South Carolina Supreme Court is unanimous in its support of open courts and open records. Are the trial courts paying attention?
Published Sept. 2023

On September 6 the Supreme Court of South Carolina filed an opinion vacating an order which had reduced the prison sentence of convicted murderer Jeroid Price. The case had received notoriety when reporters and First Circuit Solicitor David Pascoe raised questions about how the sentence had been reduced when there was no hearing and no public order.
The order reducing Price’s sentence from 35 years to 19 years was a “consent order” in that the language in the order had been agreed to by Price’s attorney, Richland County Representative Todd Rutherford, and Fifth Circuit Solicitor Byron Gipson.
No motion seeking the sentence reduction was filed on the record, no hearing was held, and the order was signed by Judge Casey Manning on his final day in office prior to his age-mandated retirement.
The South Carolina judiciary is thought by many to be too deferential to lawyers who are members of the General Assembly. This perception is aided by the fact that candidates for judgeships are screed by a committee with a majority of the members being members of the General Assembly, and judges are selected by a vote of the legislature with the House and Senate meeting in joint session.
When the circumstances of the sentence reduction order became known, many thought Rutherford had gotten his way with the judge. The picture isn’t so clear. The request for sentence reduction under state law must be on a motion of the Solicitor. In this case Gipson.
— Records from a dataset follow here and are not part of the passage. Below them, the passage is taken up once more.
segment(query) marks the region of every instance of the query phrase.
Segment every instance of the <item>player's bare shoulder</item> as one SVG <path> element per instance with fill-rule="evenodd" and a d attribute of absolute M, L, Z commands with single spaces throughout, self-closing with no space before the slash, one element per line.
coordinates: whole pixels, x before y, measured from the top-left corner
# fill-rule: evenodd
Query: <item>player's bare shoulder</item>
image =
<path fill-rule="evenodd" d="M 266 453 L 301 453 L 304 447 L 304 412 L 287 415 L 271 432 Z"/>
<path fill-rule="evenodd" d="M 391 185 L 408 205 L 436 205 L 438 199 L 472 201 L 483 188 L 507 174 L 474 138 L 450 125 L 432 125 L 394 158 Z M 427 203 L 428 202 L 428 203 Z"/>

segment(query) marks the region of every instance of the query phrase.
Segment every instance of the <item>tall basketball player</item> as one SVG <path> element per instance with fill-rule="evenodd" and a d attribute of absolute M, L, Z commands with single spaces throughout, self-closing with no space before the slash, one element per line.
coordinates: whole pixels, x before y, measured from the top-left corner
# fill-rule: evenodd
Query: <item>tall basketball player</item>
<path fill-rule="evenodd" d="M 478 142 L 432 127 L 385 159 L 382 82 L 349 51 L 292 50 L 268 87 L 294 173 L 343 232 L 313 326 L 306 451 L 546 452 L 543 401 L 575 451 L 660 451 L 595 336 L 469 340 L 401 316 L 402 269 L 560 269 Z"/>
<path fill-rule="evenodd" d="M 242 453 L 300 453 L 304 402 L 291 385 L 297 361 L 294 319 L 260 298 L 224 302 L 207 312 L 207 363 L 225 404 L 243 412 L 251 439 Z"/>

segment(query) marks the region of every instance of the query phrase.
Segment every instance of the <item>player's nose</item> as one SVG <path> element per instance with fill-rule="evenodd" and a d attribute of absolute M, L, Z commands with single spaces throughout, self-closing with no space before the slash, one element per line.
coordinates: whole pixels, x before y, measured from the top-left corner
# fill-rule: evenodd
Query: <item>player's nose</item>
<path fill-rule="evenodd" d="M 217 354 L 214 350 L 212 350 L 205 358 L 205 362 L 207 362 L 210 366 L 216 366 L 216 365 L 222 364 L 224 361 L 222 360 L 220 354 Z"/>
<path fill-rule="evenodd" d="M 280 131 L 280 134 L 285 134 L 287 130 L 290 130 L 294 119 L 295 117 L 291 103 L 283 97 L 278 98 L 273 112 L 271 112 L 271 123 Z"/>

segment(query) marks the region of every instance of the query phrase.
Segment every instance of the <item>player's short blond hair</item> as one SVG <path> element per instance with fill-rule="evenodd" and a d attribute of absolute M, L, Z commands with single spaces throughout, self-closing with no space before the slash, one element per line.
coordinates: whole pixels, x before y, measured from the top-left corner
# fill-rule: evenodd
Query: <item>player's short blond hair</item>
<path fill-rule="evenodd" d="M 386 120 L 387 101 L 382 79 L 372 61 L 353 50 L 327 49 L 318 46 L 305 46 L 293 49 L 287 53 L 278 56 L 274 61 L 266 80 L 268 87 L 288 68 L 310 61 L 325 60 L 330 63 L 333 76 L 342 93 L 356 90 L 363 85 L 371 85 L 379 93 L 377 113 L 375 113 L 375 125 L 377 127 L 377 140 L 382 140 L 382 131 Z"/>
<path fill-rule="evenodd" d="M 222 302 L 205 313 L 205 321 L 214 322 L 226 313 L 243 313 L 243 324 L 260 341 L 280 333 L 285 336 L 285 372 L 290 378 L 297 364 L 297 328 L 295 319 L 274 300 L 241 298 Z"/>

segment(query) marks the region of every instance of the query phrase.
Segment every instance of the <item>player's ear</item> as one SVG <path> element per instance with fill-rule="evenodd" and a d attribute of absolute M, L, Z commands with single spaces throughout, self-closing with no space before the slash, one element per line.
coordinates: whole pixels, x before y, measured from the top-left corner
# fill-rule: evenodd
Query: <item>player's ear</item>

In response to a public outcry, fueled by the circumstances of the order and protests by the family of the murder victim, a popular college football player, the Attorney General entered the fray and sought an order from the Supreme Court revoking the sentence reduction. The Supreme Court acted quickly and ordered Price returned to prison. One problem: Price was taking advantage of being sprung from the slammer, and was nowhere to be found. Ultimately he was captured in New York City and returned to prison in South Carolina.
The Supreme Court was divided 3-2 on the question of vacating the order reducing Price’s sentence, but unanimous in its endorsement of the principle that courts and court records in South Carolina are presumed to be open to the public. Justices in the majority and the dissent were critical of the absence of a filed motion seeking the sentence reduction, the absence of a hearing, and the sealing of the sentence reduction order.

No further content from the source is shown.